The Network is the…
Years ago, Sun Microsystems came up with the slogan “The Network Is The Computer”. It was a great slogan for a Unix hardware company, but it didn’t apply very well to The Rest Of Us (obviously I’m thinking in slogans today). Lately, though, it’s starting to come true. Nokia just announced Ovi, which the website says is “the door to Nokia internet services.” (I don’t know any more than you do; not even what “ovi” means).
The key here is that it’s a service. This is clearly the wave of the…well, present, I guess, as well as the future. But think about it: from office applications from Google, to software setup from Microsoft, to services from Apple to Nokia to just-about-everybody, now that computing hardware (PCs, laptops, smartphones, PDAs, etc) is better and cheaper than ever, the software is sort of leaving.
I suppose there’s nothing wrong with this, although in the words of the Boston Globe (talking about Steampunk hobbyists), “there’s something vaguely alienating” about it. Services are more steps removed from me.
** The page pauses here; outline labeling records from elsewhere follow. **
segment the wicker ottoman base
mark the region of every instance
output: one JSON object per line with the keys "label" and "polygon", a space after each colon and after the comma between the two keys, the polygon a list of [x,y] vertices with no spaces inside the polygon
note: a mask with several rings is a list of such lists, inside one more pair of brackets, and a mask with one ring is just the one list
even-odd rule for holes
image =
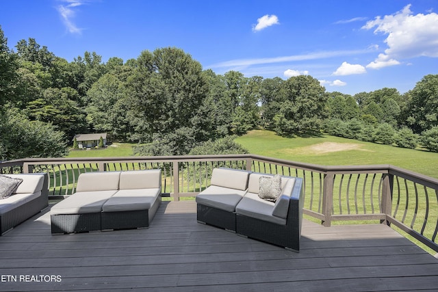
{"label": "wicker ottoman base", "polygon": [[101,213],[51,215],[51,232],[75,233],[101,230]]}
{"label": "wicker ottoman base", "polygon": [[235,213],[201,204],[197,204],[197,209],[198,222],[235,233]]}

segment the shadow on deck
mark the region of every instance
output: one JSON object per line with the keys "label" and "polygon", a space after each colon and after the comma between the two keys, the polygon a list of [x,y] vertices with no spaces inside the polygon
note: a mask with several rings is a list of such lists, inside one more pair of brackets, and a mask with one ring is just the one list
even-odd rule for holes
{"label": "shadow on deck", "polygon": [[52,236],[47,211],[0,237],[0,291],[433,291],[438,260],[382,224],[304,221],[300,253],[164,202],[149,229]]}

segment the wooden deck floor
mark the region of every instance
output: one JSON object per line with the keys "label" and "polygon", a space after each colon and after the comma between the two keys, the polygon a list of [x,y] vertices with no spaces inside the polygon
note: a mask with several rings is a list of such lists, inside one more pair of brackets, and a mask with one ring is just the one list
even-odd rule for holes
{"label": "wooden deck floor", "polygon": [[0,291],[438,288],[438,260],[387,226],[305,221],[302,235],[300,253],[244,238],[197,223],[193,201],[164,202],[141,230],[52,236],[46,213],[0,237]]}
If the hard drive in my unconnected PC crashes, it’s a problem I can work around myself. If I’m using the XYZ Corporation’s location-based spreasheet processing entertainment mashup, and something goes wrong somewhere in the network, I can at best call customer service.
The rejoinder I heard years ago to Sun’s slogan was usually something like “the network may be the computer, but the network is down!” Hmmm.